1954年にフランスがジュネーヴ協定に基づきベトナム北部から撤退したため、一家でハノイに移った。しかし1965年にアメリカの北爆開始により、隣接するソンタイ省(現:ハノイ市)タックタット県に疎開。1967年にハノイの名門校で、当時フンイエン省に疎開していたチュー・ヴァン・アン普通学校高等部に入学、9、10学年を過ごして1969年卒業、ベトナム人民軍陸軍に入隊する。1970年に北緯17度線以南の中部高原タイ・グエンに配置され、以後この周辺の地域での戦闘に従事、1973年のパリ協定以降の内戦時代に偵察小隊長となる。1975年のホー・チ・ミン作戦によるサイゴン攻略に参加。戦争終結から半年間は、中部高原などで戦没者の遺骨収集に携わり、11月にハノイに帰還した。

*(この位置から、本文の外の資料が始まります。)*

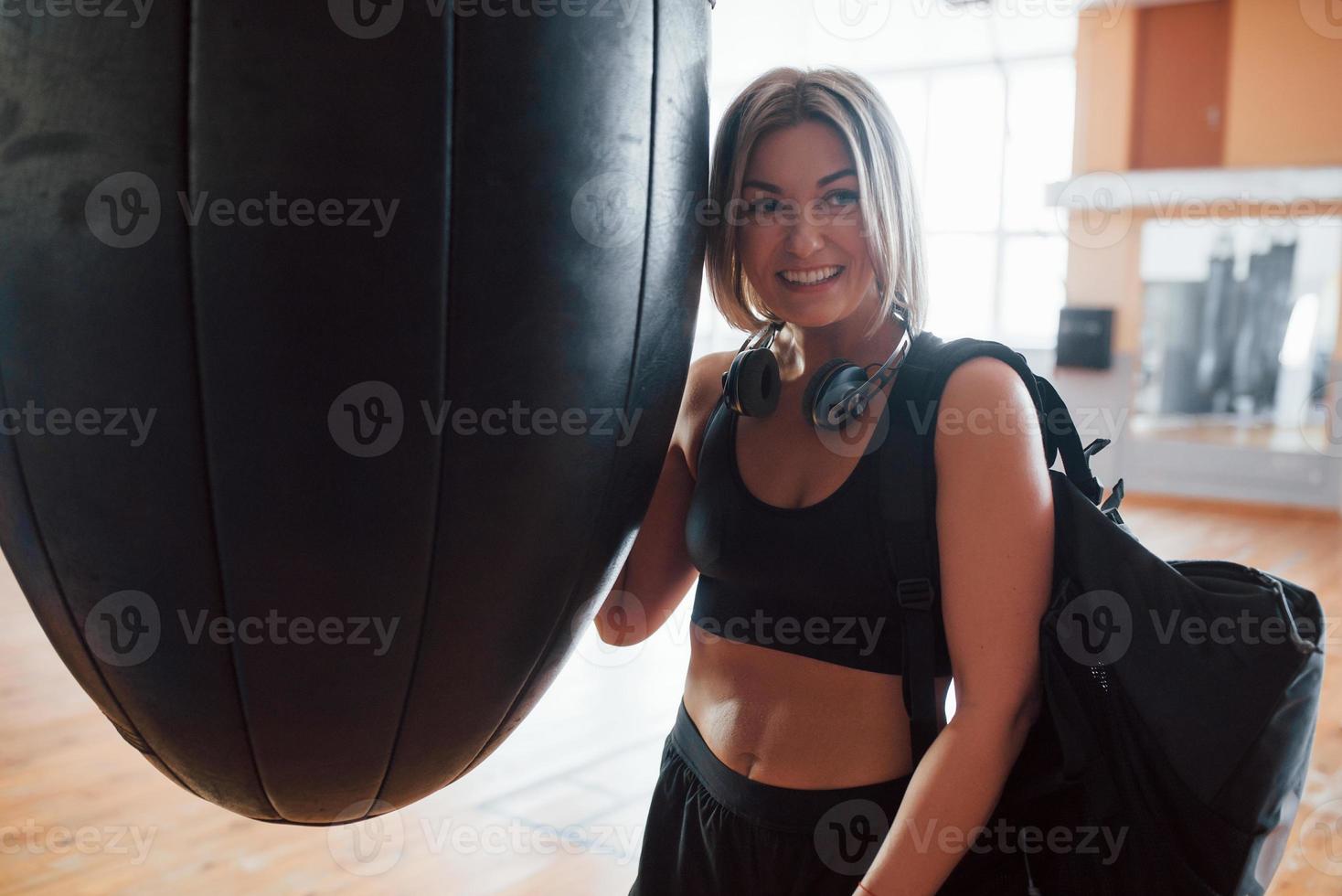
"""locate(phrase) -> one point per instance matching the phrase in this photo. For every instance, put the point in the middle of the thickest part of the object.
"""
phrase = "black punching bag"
(340, 349)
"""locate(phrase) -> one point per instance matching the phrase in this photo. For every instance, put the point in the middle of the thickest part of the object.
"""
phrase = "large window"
(985, 101)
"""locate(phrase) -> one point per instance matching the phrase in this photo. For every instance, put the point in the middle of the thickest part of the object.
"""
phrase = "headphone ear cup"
(816, 388)
(753, 384)
(832, 384)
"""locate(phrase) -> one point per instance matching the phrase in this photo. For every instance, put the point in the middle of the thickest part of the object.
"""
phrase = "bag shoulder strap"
(909, 499)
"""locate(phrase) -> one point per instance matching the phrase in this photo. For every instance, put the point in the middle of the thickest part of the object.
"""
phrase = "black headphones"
(839, 390)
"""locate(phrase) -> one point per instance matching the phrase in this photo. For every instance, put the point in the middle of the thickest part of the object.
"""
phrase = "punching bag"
(340, 349)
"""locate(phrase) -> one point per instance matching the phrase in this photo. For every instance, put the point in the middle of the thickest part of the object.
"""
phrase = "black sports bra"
(812, 580)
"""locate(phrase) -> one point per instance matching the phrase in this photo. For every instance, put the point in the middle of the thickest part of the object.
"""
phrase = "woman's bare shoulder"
(702, 389)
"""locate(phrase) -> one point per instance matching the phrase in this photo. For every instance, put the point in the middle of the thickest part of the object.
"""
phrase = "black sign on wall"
(1084, 336)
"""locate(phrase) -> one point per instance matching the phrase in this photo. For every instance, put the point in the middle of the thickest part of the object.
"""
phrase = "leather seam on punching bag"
(562, 620)
(450, 120)
(192, 295)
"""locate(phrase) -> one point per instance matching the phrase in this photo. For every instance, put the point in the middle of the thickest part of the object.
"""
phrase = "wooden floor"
(559, 809)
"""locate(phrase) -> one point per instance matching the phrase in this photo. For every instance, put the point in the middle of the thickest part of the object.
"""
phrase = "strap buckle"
(914, 593)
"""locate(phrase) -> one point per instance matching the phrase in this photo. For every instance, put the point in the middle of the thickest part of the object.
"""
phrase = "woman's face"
(803, 241)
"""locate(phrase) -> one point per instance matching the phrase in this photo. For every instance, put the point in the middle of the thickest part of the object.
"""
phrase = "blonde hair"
(783, 97)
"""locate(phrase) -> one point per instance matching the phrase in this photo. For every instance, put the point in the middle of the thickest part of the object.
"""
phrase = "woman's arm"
(658, 571)
(995, 531)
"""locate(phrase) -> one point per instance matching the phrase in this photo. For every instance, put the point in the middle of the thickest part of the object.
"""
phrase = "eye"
(842, 197)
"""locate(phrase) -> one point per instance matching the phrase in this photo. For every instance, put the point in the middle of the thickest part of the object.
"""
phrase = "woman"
(791, 754)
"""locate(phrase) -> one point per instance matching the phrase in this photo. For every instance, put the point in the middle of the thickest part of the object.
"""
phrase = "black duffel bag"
(1181, 697)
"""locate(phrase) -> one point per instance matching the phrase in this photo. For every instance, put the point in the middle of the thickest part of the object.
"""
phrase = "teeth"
(811, 276)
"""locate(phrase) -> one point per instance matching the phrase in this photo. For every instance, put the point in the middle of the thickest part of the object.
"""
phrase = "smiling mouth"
(811, 276)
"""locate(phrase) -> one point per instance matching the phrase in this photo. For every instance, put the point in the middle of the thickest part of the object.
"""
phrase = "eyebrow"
(827, 178)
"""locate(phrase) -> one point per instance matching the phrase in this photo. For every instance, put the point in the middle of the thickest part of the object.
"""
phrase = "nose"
(804, 235)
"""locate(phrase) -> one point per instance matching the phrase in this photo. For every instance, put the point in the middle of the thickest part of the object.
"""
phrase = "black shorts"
(711, 830)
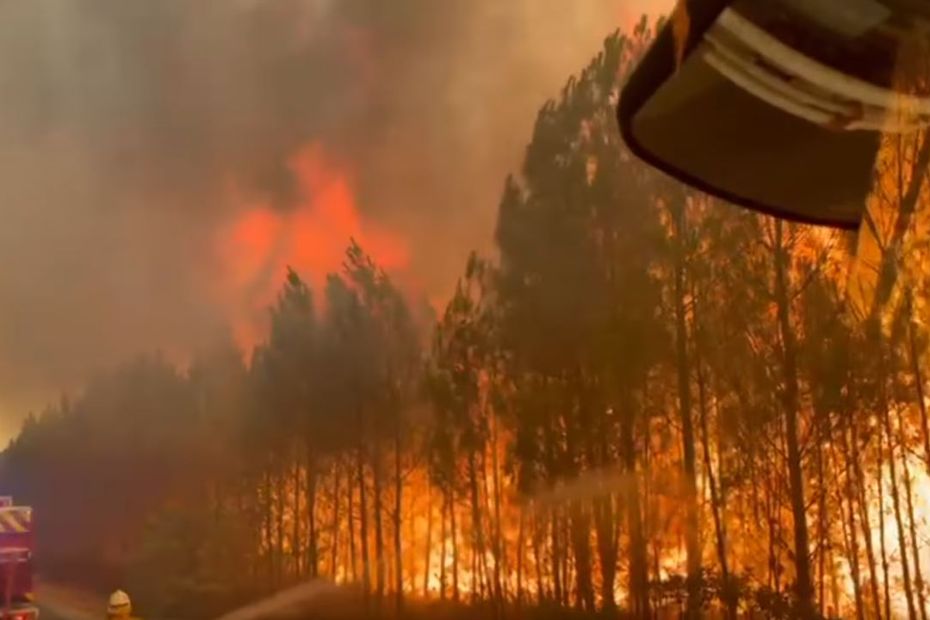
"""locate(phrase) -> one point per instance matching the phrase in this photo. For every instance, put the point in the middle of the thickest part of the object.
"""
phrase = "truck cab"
(16, 562)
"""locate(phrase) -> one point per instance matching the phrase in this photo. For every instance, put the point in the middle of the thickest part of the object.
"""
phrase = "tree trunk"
(350, 519)
(313, 561)
(380, 563)
(607, 550)
(886, 580)
(919, 387)
(895, 493)
(295, 533)
(918, 574)
(476, 525)
(363, 522)
(850, 532)
(398, 546)
(716, 502)
(639, 569)
(822, 534)
(541, 594)
(688, 468)
(334, 536)
(584, 583)
(803, 585)
(455, 547)
(499, 593)
(520, 548)
(429, 538)
(556, 557)
(442, 549)
(279, 525)
(864, 521)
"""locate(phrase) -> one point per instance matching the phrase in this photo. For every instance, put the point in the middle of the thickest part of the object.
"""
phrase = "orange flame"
(311, 237)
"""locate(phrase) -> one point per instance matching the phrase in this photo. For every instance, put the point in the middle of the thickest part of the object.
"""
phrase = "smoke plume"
(160, 162)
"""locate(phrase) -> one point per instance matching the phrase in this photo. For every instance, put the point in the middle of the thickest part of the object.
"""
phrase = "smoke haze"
(160, 162)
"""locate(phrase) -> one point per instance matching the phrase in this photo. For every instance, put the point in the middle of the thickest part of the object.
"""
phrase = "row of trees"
(649, 400)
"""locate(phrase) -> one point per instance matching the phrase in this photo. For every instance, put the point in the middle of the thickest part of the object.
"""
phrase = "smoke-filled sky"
(161, 162)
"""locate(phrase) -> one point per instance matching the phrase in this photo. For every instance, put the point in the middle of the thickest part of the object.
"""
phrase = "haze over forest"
(161, 162)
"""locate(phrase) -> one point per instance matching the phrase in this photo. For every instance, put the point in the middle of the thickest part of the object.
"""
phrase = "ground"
(62, 603)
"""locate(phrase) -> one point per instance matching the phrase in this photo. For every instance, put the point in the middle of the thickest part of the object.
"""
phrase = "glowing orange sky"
(312, 237)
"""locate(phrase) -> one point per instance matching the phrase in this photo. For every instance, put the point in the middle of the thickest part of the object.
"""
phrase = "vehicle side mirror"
(775, 105)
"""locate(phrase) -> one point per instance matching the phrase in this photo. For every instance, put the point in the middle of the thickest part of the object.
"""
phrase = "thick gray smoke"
(123, 124)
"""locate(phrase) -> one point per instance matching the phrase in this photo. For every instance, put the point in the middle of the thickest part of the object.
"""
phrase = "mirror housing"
(732, 119)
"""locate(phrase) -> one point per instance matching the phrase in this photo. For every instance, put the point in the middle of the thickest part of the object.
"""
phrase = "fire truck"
(16, 546)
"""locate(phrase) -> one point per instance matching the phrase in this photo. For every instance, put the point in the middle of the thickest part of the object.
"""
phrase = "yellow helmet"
(119, 604)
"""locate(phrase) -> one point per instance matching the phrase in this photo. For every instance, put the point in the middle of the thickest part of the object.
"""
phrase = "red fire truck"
(16, 545)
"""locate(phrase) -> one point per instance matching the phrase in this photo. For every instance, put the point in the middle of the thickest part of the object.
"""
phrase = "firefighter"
(119, 607)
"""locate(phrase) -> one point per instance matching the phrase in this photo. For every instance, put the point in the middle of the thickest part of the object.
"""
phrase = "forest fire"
(645, 403)
(309, 236)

ハノイで大学に通いながら、いくつかの職を経験し、1987年にグエン・ズー文芸学校に入学、短編小説の執筆を始める。1989年に短編集『「7人の小人」農場』を出版。1990年に長編小説『戦争の悲しみ』を書き上げ、草稿をベトナム作家協会に提出、題名を『愛の行方』に変えることを条件にベトナム作家協会賞を受賞し、1991年に出版された。これは3000部がたちまち売り切れ、次々に回し読みされて、インテリ層、学徒出身退役軍人などに広く読まれた。
『戦争の悲しみ』は1993年にイギリスで翻訳・出版され、続いて10数カ国で出版される。1995年にイギリスインデペンデント紙の外国小説優秀作品賞、1997年にはデンマークのALOA賞を受賞した。1997年に、ベトナム作家協会の機関誌『ヴァンゲ』の常勤編集委員となり、執筆の他に編集や講義などの活動も行う。